Background: Hospital readmission has received national attention as an indicator of poor healthcare quality and unnecessary costs. While some studies suggest that some readmissions are preventable, the exact number is unknown. Understanding preventability and the views of front-line clinicians might help hospitalists balance multifactorial compromise between throughput and length of stay.
Study design: Retrospective cohort study.
Setting: Two community tertiary-care hospitals and two suburban hospitals staffed by a single hospitalist group in Portland, Ore.
Synopsis: A group of 17 hospitalists analyzed the inpatient and outpatient charts of 300 consecutive patients readmitted within 21 days of discharge using a structured data collection tool to record patient characteristics, process measures, and perceived preventability of the readmission. Patients were either discharged by internal-medicine hospitalists or had an internal-medicine consultation during their initial stay.
Characteristics of readmitted patients and initial hospital stays were similar to those previously reported in other studies. More than 60% of readmissions were deemed preventable (15%) or possibly preventable (46%).

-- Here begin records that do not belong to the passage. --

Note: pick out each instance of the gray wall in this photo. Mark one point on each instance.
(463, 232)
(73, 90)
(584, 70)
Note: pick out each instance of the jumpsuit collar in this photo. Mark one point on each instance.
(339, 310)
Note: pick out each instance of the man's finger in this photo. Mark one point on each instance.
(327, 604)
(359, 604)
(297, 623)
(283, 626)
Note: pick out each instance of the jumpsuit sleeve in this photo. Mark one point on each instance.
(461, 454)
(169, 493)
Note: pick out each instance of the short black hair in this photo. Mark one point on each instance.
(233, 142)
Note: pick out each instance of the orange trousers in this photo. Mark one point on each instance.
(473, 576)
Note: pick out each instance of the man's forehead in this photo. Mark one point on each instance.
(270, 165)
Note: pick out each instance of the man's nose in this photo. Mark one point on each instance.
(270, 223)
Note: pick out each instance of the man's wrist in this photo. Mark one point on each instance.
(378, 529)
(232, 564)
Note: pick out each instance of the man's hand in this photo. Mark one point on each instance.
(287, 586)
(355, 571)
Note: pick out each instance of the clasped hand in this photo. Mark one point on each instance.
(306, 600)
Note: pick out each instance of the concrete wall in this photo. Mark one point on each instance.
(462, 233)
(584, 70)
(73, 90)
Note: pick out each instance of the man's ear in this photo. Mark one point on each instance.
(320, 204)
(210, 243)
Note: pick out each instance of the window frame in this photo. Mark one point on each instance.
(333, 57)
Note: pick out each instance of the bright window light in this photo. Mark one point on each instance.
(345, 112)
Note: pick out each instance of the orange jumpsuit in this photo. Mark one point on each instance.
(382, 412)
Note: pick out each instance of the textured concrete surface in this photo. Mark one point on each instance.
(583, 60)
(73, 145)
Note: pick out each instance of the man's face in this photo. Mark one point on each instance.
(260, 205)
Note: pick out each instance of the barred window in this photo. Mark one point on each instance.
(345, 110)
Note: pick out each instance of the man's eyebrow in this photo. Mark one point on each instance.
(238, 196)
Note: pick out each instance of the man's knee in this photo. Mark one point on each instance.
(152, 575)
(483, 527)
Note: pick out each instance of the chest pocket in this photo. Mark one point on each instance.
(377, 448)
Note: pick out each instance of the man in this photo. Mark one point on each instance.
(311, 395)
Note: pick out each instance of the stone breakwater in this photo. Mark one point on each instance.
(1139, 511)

As prevention strategies for these readmissions, hospitalists most frequently suggested interventions under their control, such as longer initial hospital stay (23%). Other potential interventions focused on system approaches, including outpatient appointments, case management, palliative care, and home health.
In most cases (96%), the reviewer was not the discharging hospitalist. Only six hospitalists performed 83% of the reviews, and inter-reviewer reliability was not assessed. Other limitations included confounding biases, such as timing of review, source hospital reviewed, reviewer optimism, and previous primary-care experience of reviewer.

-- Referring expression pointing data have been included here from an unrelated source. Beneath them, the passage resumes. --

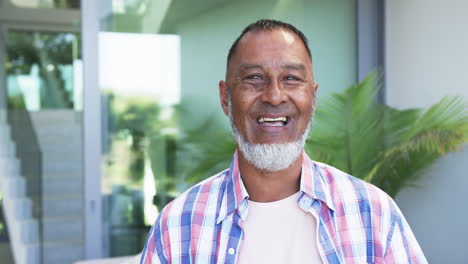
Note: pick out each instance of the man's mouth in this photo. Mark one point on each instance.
(273, 121)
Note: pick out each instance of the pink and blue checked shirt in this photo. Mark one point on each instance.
(357, 222)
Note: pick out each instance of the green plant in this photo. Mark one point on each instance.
(372, 141)
(383, 145)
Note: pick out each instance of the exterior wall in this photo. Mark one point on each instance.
(206, 38)
(426, 59)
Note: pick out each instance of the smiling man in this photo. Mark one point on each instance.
(274, 204)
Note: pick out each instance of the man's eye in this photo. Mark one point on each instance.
(255, 77)
(292, 78)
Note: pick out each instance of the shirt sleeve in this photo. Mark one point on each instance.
(152, 252)
(403, 246)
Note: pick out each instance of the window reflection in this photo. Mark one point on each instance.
(41, 69)
(74, 4)
(139, 79)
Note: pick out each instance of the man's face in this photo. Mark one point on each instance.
(272, 87)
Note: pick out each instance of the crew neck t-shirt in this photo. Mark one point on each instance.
(279, 232)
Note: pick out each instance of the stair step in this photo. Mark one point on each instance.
(62, 168)
(9, 166)
(59, 206)
(57, 116)
(62, 229)
(6, 253)
(63, 252)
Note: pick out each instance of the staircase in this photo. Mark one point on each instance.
(17, 207)
(60, 139)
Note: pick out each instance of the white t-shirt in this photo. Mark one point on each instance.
(279, 232)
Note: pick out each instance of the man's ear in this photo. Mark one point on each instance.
(223, 96)
(315, 88)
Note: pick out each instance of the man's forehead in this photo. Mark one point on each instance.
(256, 44)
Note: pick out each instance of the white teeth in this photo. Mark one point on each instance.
(268, 119)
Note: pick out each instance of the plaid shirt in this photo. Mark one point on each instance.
(357, 222)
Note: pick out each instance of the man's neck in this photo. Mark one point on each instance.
(266, 186)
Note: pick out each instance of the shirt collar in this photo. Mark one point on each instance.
(313, 183)
(235, 195)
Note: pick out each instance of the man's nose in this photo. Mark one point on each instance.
(274, 93)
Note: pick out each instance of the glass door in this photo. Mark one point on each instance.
(42, 91)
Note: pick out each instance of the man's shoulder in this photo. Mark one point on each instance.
(200, 198)
(345, 188)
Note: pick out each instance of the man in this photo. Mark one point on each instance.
(274, 204)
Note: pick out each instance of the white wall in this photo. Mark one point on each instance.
(426, 59)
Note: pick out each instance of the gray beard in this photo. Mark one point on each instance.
(269, 157)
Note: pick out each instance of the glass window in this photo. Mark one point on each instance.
(41, 69)
(75, 4)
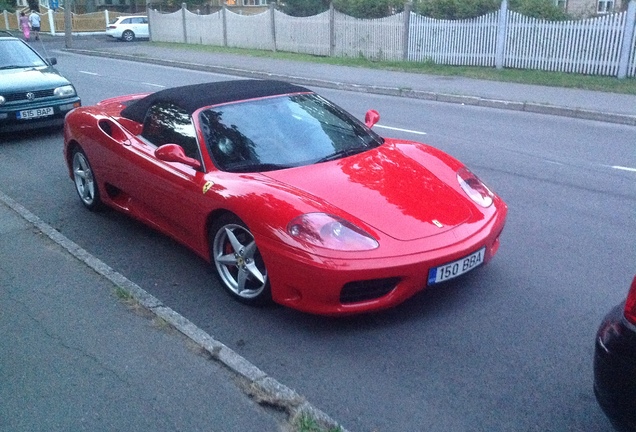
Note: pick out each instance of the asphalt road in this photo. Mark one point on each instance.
(506, 348)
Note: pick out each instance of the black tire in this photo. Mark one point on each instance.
(84, 179)
(128, 36)
(237, 261)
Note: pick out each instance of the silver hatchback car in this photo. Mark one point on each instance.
(129, 28)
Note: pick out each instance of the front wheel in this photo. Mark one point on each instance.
(128, 36)
(84, 179)
(238, 262)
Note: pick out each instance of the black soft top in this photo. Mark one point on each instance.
(193, 97)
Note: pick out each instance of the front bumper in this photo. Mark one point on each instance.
(615, 370)
(311, 284)
(9, 120)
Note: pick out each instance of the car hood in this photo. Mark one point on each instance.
(15, 80)
(386, 189)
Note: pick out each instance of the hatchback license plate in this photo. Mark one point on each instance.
(456, 268)
(35, 113)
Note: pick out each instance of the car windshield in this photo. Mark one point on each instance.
(282, 132)
(15, 54)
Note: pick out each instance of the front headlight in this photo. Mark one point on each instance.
(64, 91)
(474, 188)
(330, 232)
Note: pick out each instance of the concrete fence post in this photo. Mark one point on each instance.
(332, 30)
(272, 12)
(502, 30)
(49, 13)
(184, 8)
(224, 17)
(148, 14)
(628, 34)
(406, 31)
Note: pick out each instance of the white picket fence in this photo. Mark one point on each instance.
(604, 45)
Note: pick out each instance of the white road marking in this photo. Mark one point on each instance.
(624, 168)
(400, 129)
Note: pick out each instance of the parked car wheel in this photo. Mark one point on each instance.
(85, 183)
(128, 36)
(238, 262)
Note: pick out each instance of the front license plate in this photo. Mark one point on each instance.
(35, 113)
(456, 268)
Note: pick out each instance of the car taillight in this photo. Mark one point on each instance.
(474, 188)
(630, 303)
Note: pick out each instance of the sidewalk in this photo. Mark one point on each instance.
(76, 357)
(584, 104)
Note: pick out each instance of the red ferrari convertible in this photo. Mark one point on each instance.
(288, 196)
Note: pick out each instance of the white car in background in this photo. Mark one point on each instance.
(129, 28)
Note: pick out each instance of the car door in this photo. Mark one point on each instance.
(169, 194)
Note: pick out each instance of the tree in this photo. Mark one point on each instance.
(8, 5)
(542, 9)
(464, 9)
(369, 8)
(456, 9)
(304, 7)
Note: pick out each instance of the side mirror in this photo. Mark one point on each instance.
(371, 118)
(175, 153)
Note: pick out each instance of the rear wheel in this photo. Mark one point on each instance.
(128, 36)
(238, 262)
(84, 180)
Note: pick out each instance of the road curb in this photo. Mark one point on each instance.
(262, 388)
(531, 107)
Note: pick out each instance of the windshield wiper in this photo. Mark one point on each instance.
(15, 67)
(257, 167)
(342, 154)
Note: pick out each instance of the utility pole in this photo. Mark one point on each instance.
(68, 24)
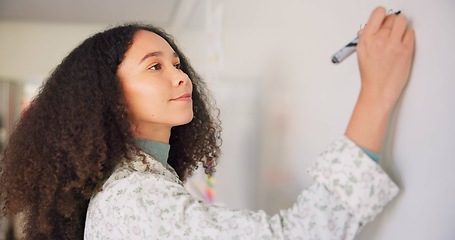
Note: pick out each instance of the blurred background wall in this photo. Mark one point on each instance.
(281, 99)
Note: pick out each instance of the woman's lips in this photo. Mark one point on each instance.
(184, 97)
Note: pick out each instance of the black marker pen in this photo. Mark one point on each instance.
(347, 50)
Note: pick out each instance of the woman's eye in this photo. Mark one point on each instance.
(155, 67)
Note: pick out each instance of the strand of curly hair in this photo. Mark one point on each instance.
(76, 131)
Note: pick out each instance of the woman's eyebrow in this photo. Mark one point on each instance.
(155, 54)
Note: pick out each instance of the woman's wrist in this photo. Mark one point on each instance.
(369, 120)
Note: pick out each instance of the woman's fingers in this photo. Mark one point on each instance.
(399, 28)
(375, 21)
(408, 38)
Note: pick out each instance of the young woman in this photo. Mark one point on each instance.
(102, 151)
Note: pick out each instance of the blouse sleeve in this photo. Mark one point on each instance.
(348, 192)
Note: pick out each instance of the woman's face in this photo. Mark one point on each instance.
(157, 92)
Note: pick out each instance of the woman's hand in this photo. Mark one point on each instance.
(384, 53)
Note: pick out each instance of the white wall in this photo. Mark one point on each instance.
(29, 51)
(284, 48)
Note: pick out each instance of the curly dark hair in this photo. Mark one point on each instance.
(77, 130)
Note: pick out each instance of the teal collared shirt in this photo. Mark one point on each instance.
(159, 151)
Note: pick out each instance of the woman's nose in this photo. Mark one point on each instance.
(180, 78)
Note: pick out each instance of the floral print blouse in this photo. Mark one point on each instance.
(145, 200)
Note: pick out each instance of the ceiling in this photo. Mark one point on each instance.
(164, 13)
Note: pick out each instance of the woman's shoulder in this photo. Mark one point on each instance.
(138, 170)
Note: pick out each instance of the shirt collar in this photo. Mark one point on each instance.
(159, 151)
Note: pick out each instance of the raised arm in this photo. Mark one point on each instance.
(384, 53)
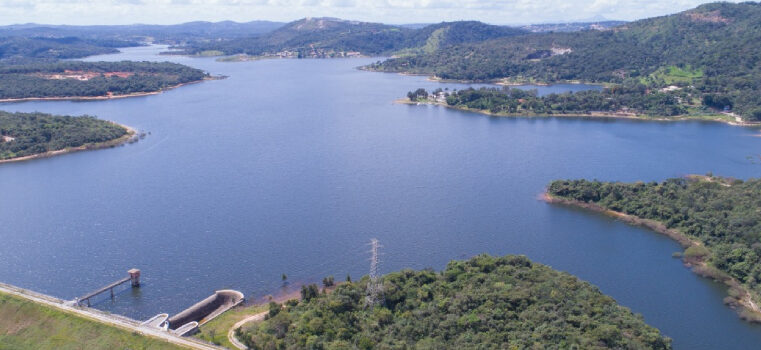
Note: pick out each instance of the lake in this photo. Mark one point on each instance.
(292, 166)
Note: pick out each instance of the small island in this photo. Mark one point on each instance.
(631, 101)
(485, 302)
(715, 219)
(25, 136)
(72, 80)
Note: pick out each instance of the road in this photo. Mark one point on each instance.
(231, 332)
(112, 320)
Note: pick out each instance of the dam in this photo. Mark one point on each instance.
(187, 321)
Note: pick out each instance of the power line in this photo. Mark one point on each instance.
(374, 286)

Bottom line: Prevention of hospital readmissions will require a balance between increased length of stay and system-based team approaches beyond the direct control of hospitalists.

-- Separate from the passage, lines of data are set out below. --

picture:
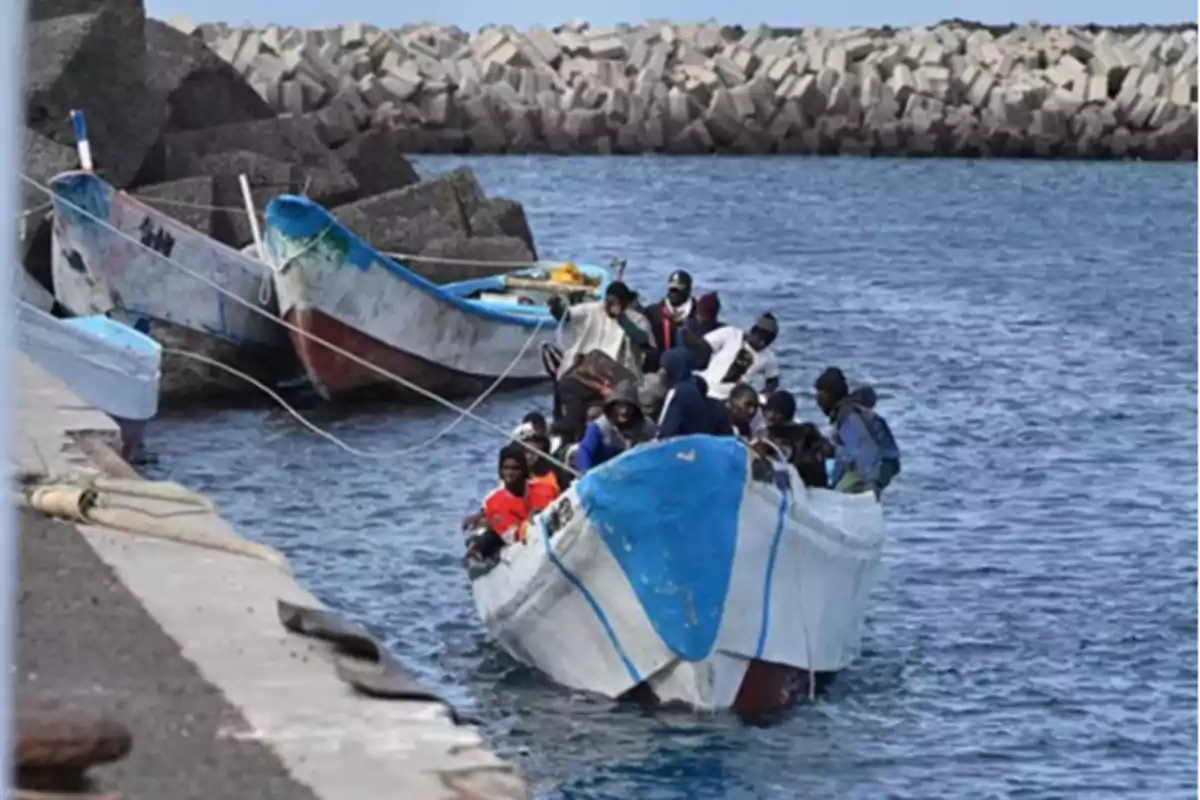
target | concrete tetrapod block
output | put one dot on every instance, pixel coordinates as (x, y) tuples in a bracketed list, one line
[(201, 89), (375, 158), (191, 200), (94, 61), (291, 140)]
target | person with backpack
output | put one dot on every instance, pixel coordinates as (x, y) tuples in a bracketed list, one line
[(867, 456)]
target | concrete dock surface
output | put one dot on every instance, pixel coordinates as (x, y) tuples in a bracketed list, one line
[(184, 644)]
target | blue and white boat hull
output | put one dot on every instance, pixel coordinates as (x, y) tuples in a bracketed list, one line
[(108, 365), (675, 573)]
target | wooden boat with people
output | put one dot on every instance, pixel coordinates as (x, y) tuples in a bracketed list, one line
[(688, 572), (454, 340), (114, 254), (112, 366)]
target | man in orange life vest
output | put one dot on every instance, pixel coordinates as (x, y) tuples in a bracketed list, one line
[(509, 507), (669, 318)]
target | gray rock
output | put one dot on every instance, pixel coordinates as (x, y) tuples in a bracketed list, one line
[(202, 90), (406, 220), (39, 10), (504, 251), (375, 158), (95, 62), (191, 200), (43, 158), (502, 216), (285, 140)]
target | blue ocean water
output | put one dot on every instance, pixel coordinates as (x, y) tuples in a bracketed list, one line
[(1031, 329)]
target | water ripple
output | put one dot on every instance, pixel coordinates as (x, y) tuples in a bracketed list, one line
[(1032, 332)]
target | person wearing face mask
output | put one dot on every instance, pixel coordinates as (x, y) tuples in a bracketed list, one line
[(868, 457), (669, 318), (622, 426), (742, 356), (613, 328)]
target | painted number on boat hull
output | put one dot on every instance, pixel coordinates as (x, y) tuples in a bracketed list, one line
[(155, 238), (559, 516)]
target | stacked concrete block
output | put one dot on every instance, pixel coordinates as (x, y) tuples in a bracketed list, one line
[(178, 112), (952, 89)]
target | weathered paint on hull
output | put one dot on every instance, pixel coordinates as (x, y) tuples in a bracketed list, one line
[(125, 254), (187, 382), (767, 689), (335, 376)]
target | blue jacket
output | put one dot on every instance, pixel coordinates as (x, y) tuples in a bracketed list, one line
[(601, 441), (690, 409), (864, 441)]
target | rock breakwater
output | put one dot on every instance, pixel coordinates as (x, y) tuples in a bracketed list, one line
[(955, 89), (174, 124)]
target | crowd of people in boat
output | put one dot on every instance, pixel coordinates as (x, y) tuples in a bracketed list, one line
[(635, 374)]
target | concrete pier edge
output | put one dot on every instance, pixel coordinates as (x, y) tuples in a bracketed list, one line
[(220, 608), (957, 88)]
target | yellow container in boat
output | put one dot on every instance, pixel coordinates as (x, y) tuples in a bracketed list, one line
[(569, 274)]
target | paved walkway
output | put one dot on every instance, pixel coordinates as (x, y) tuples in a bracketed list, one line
[(281, 715)]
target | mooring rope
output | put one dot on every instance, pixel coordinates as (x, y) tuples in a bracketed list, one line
[(258, 310)]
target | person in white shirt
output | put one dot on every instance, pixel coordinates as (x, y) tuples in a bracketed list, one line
[(742, 356)]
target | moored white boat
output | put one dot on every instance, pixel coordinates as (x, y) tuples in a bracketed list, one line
[(108, 365), (97, 270), (455, 340), (681, 572)]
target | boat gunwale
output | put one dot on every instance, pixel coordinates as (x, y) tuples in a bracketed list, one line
[(397, 269)]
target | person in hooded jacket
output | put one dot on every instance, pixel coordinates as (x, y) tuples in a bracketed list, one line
[(867, 456), (622, 426), (688, 409), (801, 443)]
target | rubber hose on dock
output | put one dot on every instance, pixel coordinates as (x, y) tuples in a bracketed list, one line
[(84, 504)]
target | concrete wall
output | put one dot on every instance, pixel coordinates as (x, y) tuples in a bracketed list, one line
[(955, 89)]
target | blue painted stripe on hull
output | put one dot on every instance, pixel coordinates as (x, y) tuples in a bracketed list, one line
[(769, 578), (300, 218), (670, 515), (634, 674)]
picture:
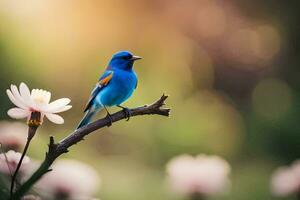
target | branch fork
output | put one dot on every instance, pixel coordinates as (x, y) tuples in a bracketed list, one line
[(57, 149)]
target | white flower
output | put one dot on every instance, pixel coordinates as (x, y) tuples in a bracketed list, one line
[(13, 135), (36, 101), (205, 175), (286, 180), (10, 165), (70, 179)]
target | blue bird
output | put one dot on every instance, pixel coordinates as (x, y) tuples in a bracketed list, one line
[(115, 86)]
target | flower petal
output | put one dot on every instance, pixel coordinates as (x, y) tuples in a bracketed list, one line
[(58, 104), (18, 113), (25, 92), (14, 100), (63, 109), (17, 95), (55, 118)]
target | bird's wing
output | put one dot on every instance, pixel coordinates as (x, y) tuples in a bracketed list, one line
[(103, 81)]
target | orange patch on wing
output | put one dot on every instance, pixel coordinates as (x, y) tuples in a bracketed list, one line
[(106, 80)]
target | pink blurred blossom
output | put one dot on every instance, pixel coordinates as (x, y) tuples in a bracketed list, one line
[(70, 179), (203, 174)]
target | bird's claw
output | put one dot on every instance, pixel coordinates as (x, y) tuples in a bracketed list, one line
[(127, 113), (110, 119)]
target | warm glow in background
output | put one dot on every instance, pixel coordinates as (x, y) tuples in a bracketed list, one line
[(231, 68)]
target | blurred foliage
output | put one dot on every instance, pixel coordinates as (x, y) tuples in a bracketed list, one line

Citation: Koekkoek D, Bayley KB, Brown A, Rustvold DL. Hospitalists assess the causes of early hospital readmissions. J Hosp Med. 2011;6:383-388.
Patients with Complex, Severe Illnesses and Persistent Physiologic Abnormalities Have Higher Risk of Intensive-Care-Unit Readmission
Clinical question: Which patient characteristics increase the risk for intensive-care-unit (ICU) readmission?
Background: Patients are often discharged from the ICU based on subjective criteria, workload, and bed demand, making ICU readmission a tempting quality indicator. Studies have examined institutional characteristics leading to ICU readmission, but few have shown how patient case mix affects longer lengths of ICU and hospital stays and higher in-hospital mortality.
Study design: Retrospective observational cohort study using a large, multi-institutional U.S. database.
Setting: Computerized data collection and analysis system from 97 intensive- and cardiac-care units at 35 hospitals in the United States.
Synopsis: Patient-level characteristics and outcomes of 229,375 initial ICU admissions from 2001 to 2009 were compared for patients with and without ICU readmission using the Acute Physiology and Chronic Health Evaluation (APACHE) IV database (Cerner Corporation, Kansas City, Mo.). Multivariable logistic regression analysis identified potential characteristics increasing the risk for ICU readmission. Case-mix adjusted outcomes for mortality and length of stay were calculated.